Following up the self-reflective and self-criticizing Tempus, Issa Gold follows up with Tempus II: Mirrors, an equally self-reflexive album bringing more of the same with more potent lyricism. It has little to gravitate towards besides excellent lyricism, some minor tweaks that boast the production slightly, and an abundance of heart. It isn’t an indictment on producers Chuck Strangers, Gates, Two Fresh Beats & Zayland as they deliver what’s expected with enough diversity and nuance to keep those who love lyrically focused rap albums. It may limit its audience because one usually gravitates to sound, but as it has been since the 70s, Hip-Hop has been about The Message, and that’s what Issa Gold delivers. Tempus II: Mirrors is raw and slick; Issa Gold flows smoothly, becoming one with the beat boasting the emotional complexities of each track as we hear Gold tackling fatherhood, music, and professionalism.

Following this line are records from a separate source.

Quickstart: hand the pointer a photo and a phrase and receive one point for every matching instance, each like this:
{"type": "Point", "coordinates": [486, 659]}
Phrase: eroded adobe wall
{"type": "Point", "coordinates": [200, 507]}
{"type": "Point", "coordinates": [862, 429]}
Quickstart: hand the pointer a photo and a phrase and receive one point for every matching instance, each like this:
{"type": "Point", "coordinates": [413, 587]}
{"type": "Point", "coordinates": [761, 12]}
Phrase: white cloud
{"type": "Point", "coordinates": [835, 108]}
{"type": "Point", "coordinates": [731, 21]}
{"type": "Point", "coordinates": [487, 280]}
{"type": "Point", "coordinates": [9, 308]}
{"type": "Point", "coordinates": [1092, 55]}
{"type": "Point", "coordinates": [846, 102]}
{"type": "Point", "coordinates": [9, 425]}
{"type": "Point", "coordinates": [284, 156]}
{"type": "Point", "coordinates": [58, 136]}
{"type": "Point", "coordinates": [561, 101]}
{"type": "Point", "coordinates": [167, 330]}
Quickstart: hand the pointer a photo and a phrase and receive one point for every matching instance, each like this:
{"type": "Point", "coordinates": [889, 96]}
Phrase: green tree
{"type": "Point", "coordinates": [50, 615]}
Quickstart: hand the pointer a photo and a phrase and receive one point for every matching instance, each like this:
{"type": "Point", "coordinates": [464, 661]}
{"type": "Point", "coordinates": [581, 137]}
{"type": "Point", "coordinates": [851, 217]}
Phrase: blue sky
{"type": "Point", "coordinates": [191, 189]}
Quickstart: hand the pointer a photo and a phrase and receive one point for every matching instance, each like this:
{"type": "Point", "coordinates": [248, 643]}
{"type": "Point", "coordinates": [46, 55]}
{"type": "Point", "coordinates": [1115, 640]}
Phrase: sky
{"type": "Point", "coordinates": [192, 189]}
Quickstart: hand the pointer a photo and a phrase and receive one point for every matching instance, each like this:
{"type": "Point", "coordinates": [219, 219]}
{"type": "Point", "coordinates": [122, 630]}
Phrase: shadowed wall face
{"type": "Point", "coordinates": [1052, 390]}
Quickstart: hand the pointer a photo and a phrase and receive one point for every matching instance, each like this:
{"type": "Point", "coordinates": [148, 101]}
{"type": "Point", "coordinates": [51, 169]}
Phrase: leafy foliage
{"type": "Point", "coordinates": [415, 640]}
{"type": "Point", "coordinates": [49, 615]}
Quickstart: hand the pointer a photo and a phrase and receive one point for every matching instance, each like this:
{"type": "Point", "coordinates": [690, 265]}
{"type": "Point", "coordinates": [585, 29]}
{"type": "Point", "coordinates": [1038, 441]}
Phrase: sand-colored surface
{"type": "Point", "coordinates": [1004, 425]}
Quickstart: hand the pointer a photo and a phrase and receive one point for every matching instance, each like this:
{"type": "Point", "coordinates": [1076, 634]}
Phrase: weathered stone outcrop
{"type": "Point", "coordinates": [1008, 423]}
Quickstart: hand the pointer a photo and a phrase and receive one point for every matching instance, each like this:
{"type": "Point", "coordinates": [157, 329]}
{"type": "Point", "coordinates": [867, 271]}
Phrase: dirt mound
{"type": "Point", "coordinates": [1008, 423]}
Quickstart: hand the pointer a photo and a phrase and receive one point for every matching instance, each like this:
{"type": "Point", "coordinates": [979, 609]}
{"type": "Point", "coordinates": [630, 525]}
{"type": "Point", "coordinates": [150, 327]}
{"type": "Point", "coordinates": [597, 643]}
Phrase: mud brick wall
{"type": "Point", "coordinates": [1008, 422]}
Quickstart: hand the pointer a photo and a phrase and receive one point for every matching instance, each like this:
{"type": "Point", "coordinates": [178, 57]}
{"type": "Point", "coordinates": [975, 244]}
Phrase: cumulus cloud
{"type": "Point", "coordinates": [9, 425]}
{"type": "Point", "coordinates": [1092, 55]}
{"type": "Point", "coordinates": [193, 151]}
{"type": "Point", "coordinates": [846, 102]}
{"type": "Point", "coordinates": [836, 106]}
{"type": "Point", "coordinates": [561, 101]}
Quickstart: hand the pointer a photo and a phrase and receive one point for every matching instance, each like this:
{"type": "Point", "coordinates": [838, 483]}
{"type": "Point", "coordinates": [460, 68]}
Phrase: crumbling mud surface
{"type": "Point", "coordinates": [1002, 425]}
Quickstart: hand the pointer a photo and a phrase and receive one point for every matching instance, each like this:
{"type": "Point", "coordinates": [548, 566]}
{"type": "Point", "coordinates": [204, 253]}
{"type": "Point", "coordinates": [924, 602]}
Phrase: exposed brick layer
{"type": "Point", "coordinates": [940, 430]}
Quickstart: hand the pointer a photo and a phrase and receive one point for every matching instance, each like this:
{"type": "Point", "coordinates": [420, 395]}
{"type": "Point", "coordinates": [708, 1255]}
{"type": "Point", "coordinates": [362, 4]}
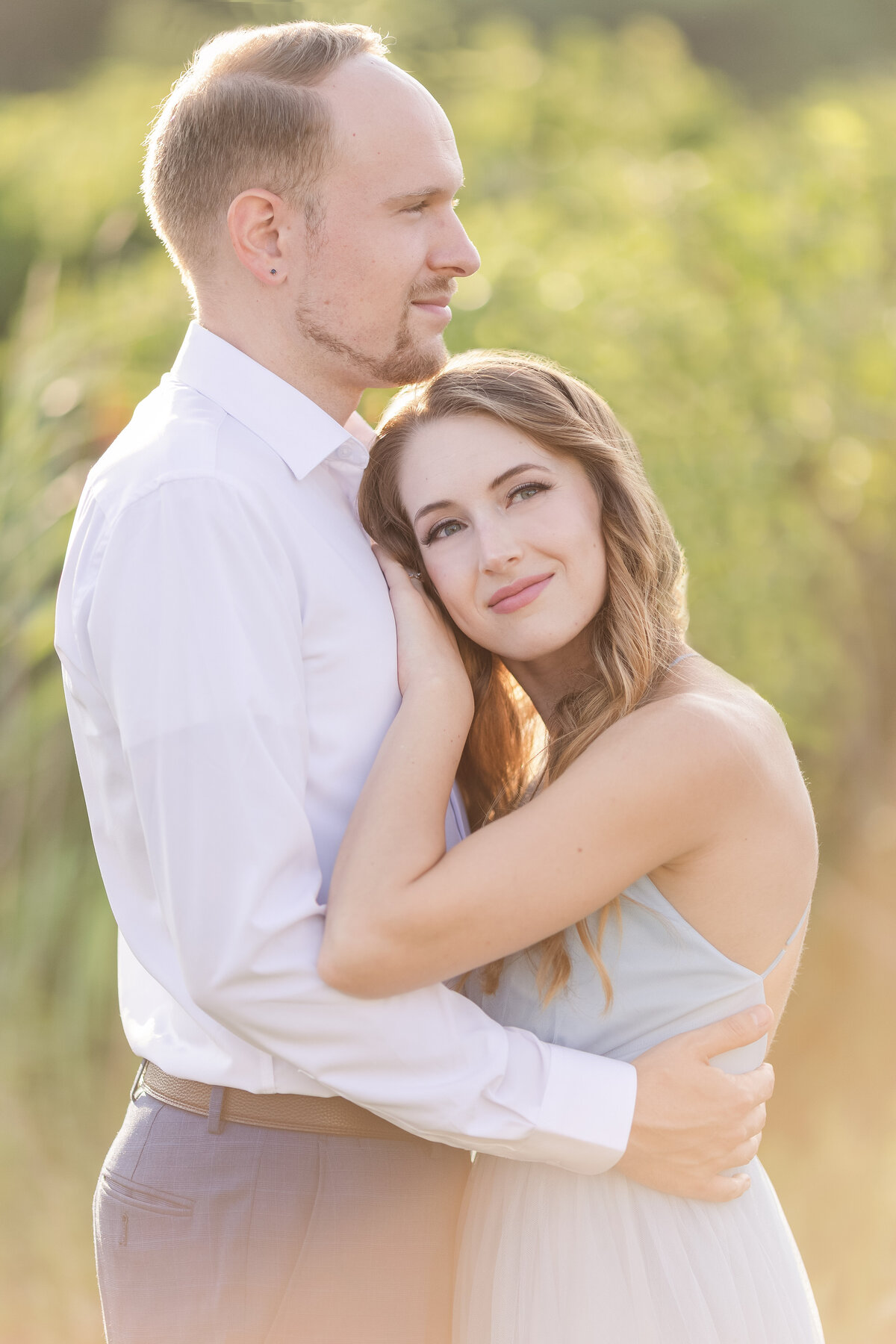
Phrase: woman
{"type": "Point", "coordinates": [657, 868]}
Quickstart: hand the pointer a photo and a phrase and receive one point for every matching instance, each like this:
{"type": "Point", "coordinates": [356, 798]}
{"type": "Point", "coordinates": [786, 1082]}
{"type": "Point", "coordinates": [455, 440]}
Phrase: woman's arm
{"type": "Point", "coordinates": [403, 913]}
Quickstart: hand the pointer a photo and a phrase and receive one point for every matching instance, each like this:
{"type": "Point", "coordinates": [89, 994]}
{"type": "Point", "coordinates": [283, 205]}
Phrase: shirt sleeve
{"type": "Point", "coordinates": [196, 640]}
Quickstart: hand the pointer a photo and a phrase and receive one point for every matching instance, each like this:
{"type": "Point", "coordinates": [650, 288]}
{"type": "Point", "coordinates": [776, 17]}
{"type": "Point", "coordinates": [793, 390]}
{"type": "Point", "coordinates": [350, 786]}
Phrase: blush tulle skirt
{"type": "Point", "coordinates": [548, 1257]}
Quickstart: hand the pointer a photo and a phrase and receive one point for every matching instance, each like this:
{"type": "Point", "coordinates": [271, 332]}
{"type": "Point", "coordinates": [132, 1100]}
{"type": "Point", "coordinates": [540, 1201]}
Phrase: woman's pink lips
{"type": "Point", "coordinates": [520, 594]}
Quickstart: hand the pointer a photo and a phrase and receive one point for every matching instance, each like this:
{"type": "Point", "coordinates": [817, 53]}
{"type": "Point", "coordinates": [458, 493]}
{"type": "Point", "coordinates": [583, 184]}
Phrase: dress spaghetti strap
{"type": "Point", "coordinates": [802, 920]}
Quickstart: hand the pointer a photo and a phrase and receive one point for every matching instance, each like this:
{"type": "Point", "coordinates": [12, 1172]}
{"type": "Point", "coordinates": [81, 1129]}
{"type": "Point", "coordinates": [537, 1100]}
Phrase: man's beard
{"type": "Point", "coordinates": [405, 363]}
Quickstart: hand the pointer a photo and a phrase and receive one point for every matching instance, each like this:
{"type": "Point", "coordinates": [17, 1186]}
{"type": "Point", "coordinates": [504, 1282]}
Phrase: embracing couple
{"type": "Point", "coordinates": [528, 885]}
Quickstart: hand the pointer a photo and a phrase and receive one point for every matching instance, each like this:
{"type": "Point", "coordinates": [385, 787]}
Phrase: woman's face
{"type": "Point", "coordinates": [509, 534]}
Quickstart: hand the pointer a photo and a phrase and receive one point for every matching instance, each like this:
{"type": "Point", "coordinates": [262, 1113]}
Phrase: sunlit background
{"type": "Point", "coordinates": [692, 206]}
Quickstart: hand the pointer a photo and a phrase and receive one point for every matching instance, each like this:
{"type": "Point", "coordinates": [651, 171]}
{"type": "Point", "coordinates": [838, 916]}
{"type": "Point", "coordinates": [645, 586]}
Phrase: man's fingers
{"type": "Point", "coordinates": [755, 1121]}
{"type": "Point", "coordinates": [731, 1033]}
{"type": "Point", "coordinates": [758, 1085]}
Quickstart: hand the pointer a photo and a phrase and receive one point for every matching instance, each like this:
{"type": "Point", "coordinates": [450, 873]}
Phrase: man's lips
{"type": "Point", "coordinates": [514, 596]}
{"type": "Point", "coordinates": [435, 304]}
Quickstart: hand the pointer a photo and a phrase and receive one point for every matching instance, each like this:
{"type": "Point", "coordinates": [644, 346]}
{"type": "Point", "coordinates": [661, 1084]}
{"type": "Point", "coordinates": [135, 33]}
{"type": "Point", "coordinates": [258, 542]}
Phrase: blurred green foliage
{"type": "Point", "coordinates": [768, 46]}
{"type": "Point", "coordinates": [726, 277]}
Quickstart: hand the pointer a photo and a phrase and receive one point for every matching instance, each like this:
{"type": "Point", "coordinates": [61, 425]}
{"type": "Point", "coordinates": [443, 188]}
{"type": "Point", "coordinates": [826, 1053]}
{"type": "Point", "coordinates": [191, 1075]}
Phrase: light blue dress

As much as I can herald Tempus II: Mirrors for its profound approach to keeping a balance between engaging the intimate, as sometimes one may not care for the deep layers of an artist’s personal problems, with the quality of their music coming first. So the stress builds from making sure the beat one is rapping over can keep the listener engaged; that’s why we hear varying songs with depressive anecdotes that have more catchy, captivating elements in their sound, whether through melodies or the production. It isn’t the case with Tempus II: Mirrors, where the catchiness isn’t profound, but the tweaks within the sonic layers of the beats keep the intrigue level high. Whether it’s bringing more focus to piano-driven overtures on “Lamelo” and “Crawling” or letting the electric guitar deliver rustic vibes on “Spiral” and “Lunar.” It brings more to the music than potent lyrics, rarely shining brighter than like on “Traded” and “Rockets.” Unfortunately, “Traded” isn’t as captivating comparatively. Though we get these unique situations where the beats feel more realized, it isn’t enough to make you feel like it’s something special.
The uniqueness of its production is an adequately smooth touch that allows it to get past the monochromatic atmosphere of these kinds of raps. There is a nuance to them as they show introspective street styles that are moodier and incorporate more than just drum beats – think The Lox and Ultramagnetic MCs, just a little darker. It makes it easier to focus on the vocal layer instead of the production, as its heart stays in that lane. Due to that, it adds an extra layer that allows the music to flourish further.
At its core, Tempus II: Mirrors is for those old heads who prefer lyricists to the dominant Drill and Trap Hip-Hop that fills the airwaves, but Issa Gold offers more than that. He’s bringing varying flows driven by Gold’s dominant emotion, whether elevated egotistical swagger or pensive perspective, like on the melancholic “Indulge” and “Crawling,” which sees him rapping about family and fatherhood. It allows his words to get heard, more so than when he comes through spitting the former. However, there are fantastic tracks where Gold’s flexing is on full display. On “Lamelo,” Gold uses that melancholia in the beat to make his words feel humbling as his come-up saw him making choices so his music career could grow. As he raps on the track, “I never need the league, I knew the league needed me like Lamelo for the dream,” which shows how Issa Gold aims to succeed, despite his niche approach musically.
Tempus II: Mirrors doesn’t stand up to the masterclass that was the first, but it’s enough to keep the wheels turning as you keep listening. It’s a continuation of what Issa Gold does well, even if it isn’t as interesting. There isn’t much retread, but the production feels more like simple choices and nothing that is there to fit the grander scheme. It’s an album one can readily return to if they feel this type of rap, and those will be sufficiently satisfied.